Capturing a mystic desert light
Greg Starnes of Danville won first place for a landscape photo called “Mystic Light.” It was taken in upper Antelope Canyon in Arizona on a Navajo reservation. Starnes was visiting the canyon in Sept. 2012, and was stunned by how beams of light moved through the narrow canyons.
“You only get these beams for five to 15 minutes a day, due to the light passing through the narrow slots,” said Starnes. “I was fascinated by the unique, mystical feeling.”
This image is his favorite of the canyon series, and hangs over Starnes’ fireplace at home.
For Starnes, photography relieves stress from his job as an engineer. He grew up with a darkroom in his house, due to his mother and sister’s interest in film photography. But in the past five years, Starnes got serious about digital work.
“I’ve let photography become my creative outlet and it’s been wonderful. It’s refreshing to see what I’m able to do that I never thought an engineer can do,” he said.
Documenting a moment
Dan Evans of Walnut Creek won first place in the Faces category with a photo called “In the Harvest.”
As a 10-year photojournalist for the News-Sentinel, Evans has photographed harvests for years. He was driving into Lodi early one morning when he saw a group of workers harvesting asparagus along Highway 12.
“I pulled over, walked into the field, and started shooting,” he said. Windy conditions made the dusty peat soil look like fog through the lens. This shot was picked from the series because of the clean look at the workers face, hands and tools with no distractions in the background.

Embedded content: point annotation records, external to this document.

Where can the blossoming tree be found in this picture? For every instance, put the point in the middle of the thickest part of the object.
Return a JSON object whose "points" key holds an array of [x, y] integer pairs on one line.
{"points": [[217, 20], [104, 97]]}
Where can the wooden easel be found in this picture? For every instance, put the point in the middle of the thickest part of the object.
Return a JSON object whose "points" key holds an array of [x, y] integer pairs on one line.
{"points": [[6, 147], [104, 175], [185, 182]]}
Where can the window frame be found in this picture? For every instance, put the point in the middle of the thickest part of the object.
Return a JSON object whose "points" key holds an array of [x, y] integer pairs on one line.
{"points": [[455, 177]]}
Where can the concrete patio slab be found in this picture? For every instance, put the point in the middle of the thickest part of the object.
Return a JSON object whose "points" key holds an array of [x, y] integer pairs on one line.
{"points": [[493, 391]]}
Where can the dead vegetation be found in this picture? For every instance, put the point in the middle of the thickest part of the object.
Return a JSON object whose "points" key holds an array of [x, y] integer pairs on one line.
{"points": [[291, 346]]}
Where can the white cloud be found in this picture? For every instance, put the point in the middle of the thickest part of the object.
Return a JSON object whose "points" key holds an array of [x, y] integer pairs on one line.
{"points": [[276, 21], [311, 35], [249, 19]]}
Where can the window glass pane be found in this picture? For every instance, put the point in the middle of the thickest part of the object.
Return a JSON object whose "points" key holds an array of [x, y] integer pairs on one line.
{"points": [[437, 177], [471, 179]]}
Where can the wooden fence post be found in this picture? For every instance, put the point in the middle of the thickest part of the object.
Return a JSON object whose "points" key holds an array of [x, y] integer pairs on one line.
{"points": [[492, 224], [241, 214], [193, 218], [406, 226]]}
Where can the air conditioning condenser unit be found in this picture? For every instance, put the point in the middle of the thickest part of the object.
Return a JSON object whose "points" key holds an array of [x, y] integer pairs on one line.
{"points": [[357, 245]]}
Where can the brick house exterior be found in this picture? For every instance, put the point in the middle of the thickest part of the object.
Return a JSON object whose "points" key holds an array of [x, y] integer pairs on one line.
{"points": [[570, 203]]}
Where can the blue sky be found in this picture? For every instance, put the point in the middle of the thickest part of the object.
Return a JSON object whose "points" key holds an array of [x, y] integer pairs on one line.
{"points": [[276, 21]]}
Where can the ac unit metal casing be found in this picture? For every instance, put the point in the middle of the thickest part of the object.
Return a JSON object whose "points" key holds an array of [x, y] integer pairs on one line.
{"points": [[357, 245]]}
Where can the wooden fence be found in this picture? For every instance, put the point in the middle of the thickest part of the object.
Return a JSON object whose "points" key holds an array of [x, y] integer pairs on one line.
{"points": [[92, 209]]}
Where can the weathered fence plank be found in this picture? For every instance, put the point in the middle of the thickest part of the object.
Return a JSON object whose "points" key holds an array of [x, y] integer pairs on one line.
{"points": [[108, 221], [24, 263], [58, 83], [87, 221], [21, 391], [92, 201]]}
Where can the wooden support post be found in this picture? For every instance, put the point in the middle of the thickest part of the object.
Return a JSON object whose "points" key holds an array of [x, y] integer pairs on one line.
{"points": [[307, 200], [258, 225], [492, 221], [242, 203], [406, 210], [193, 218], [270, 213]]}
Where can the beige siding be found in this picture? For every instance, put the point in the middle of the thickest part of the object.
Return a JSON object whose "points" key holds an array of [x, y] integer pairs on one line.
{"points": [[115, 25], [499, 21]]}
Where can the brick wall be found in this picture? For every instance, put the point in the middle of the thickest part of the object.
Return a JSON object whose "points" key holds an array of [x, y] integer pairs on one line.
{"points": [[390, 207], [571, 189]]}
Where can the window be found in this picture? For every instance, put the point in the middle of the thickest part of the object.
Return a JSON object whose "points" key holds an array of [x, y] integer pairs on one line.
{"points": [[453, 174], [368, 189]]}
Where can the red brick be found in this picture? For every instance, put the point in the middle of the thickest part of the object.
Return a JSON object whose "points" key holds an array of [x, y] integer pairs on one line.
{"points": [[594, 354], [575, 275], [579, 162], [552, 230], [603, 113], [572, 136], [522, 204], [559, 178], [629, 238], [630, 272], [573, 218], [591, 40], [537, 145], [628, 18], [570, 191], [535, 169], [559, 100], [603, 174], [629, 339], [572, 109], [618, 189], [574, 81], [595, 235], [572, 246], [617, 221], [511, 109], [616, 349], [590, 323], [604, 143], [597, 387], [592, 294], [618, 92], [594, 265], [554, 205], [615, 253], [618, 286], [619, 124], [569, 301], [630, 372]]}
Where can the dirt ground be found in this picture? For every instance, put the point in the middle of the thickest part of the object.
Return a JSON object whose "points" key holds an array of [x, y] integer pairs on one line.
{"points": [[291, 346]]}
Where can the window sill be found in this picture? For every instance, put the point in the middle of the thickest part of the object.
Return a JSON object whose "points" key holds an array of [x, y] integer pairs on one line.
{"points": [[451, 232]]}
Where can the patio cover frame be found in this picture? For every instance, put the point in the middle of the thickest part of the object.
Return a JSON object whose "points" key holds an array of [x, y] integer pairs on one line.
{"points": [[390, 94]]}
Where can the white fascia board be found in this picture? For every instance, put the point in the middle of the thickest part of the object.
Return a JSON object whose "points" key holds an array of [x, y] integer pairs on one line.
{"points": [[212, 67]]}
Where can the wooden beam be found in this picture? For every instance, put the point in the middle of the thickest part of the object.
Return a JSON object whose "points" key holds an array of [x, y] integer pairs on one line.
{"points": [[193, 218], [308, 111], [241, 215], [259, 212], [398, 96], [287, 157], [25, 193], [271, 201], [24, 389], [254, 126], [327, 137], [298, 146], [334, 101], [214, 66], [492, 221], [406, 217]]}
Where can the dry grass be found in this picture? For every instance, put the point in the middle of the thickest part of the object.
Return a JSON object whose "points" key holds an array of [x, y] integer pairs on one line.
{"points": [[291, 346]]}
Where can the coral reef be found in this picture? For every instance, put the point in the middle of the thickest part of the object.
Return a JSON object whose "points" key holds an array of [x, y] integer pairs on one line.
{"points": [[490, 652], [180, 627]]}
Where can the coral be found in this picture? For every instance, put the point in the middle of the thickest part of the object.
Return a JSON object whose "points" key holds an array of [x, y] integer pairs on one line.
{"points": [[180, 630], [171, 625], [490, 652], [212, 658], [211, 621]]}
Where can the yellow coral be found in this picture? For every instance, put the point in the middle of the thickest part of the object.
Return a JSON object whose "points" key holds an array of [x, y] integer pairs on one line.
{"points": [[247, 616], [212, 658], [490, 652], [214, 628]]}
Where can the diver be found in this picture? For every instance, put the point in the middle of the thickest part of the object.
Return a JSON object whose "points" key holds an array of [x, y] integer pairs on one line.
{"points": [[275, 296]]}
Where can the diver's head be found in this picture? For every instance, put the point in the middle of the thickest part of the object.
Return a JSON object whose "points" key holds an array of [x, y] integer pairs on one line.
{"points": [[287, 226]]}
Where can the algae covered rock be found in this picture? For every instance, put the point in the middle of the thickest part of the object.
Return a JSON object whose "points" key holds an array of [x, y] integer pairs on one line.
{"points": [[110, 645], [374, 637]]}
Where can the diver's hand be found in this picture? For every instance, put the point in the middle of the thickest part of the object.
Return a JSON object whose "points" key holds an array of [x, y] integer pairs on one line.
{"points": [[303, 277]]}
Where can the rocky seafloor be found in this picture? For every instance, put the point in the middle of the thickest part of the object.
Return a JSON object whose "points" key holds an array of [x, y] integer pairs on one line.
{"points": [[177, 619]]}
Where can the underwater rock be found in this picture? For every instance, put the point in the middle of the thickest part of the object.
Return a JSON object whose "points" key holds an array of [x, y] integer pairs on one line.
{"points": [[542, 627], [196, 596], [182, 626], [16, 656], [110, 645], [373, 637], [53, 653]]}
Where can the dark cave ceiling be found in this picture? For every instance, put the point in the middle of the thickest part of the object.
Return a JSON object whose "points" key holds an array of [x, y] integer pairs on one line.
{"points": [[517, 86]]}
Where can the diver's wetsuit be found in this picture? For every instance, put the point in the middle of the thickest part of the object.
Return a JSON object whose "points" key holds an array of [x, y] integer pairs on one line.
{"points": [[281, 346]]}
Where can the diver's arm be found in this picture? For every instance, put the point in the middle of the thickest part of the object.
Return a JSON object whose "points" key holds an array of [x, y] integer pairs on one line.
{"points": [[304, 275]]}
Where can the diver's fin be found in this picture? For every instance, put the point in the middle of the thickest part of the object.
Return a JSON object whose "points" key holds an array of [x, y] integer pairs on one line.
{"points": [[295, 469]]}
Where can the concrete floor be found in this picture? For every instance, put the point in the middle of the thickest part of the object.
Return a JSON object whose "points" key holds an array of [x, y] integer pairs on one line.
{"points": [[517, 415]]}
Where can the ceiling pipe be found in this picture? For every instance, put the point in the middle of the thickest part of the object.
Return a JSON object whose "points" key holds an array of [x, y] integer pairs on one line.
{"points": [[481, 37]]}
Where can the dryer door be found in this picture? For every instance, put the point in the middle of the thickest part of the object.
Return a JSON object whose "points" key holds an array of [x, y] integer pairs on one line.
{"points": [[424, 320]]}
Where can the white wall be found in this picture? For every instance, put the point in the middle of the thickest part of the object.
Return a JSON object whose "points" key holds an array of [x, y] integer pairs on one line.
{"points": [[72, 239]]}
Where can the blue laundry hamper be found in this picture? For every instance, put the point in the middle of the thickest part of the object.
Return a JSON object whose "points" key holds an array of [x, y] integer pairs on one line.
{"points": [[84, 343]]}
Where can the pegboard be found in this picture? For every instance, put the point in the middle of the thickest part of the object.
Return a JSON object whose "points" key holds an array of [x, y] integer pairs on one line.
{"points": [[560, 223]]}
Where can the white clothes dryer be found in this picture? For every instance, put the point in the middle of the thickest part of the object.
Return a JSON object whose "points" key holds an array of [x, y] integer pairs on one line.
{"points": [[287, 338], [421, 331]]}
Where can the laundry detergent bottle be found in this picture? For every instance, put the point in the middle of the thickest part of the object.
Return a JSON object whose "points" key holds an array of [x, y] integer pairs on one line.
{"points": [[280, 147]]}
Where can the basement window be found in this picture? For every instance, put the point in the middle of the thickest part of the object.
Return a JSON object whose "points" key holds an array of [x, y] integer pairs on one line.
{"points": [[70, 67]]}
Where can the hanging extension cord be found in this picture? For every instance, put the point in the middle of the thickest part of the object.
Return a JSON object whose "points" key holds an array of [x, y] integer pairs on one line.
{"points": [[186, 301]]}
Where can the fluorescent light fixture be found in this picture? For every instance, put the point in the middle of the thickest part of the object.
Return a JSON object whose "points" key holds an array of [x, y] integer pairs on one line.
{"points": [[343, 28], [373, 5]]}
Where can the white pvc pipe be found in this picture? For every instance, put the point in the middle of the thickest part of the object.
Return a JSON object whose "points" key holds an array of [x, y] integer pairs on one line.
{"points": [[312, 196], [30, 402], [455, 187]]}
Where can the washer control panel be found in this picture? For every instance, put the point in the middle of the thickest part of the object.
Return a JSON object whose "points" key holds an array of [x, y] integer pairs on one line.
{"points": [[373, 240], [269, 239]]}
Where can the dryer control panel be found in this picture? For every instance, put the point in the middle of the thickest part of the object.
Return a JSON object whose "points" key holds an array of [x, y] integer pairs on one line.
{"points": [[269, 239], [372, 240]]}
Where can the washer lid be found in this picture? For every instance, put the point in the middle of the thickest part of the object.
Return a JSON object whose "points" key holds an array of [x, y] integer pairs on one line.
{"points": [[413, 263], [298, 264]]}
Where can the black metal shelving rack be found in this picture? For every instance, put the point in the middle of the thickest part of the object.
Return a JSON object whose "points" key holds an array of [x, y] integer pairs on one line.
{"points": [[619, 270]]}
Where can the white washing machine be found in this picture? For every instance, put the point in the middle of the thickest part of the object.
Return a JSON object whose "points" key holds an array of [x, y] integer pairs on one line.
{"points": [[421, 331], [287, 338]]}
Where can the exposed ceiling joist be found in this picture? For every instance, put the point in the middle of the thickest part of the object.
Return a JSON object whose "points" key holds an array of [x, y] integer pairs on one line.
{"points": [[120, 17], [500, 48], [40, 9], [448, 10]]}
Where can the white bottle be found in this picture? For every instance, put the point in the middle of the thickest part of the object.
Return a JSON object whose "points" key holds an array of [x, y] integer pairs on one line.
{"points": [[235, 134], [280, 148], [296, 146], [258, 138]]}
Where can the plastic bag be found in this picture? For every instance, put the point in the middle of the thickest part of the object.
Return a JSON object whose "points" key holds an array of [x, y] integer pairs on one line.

Evans also won Best of Show for a photo titled “Rat Rock” in Landscapes. The rock is a little island in the middle of the bay in China Camp State Park near San Rafael. Evans used neutral density filters made of very dark glass to create a long exposure effect on the photo. Instead of an exposure lasting a fraction of a second, this one lasted nearly five and a half minutes.
“That’s how you get the smooth water and the clouds that just kind of float by,” said Evans.
The day he got the call that he had won Best of Show, Evans remembers wondering if he would even place.
“I was really happy that I won something. You never know. What I think is great, the judges might not connect to,” he said.
Seeking an unusual scene
Connie Cassinetto of Sonora discovered her winning image, “All Hung Up,” while exploring Preston Castle in Ione with a troop of 150 photographers.
Other photographers had left props behind, including a bare mattress spring and a dressmaker’s dummy. She took the photo and added filters and changes through one of her favorite editing programs at home.
“It was so weird to see a mattress with a dummy in it in this dilapidated old building. I knew it was something I could work with,” she said of her entry for the Man Made category.
“What I had in mind is that we’re all hung up and time’s passing.”
Cassinetto has been taking photographs for three years and has taken courses to improve her skills. She prefers to shoot landscapes, but she’s working on improving her portraits and live shots.
For her, entering photography shows is about joining a world of creativity.
“I never think I’ll win. It’s not that I entered to win. I love photography, I love being a part of it,” she said.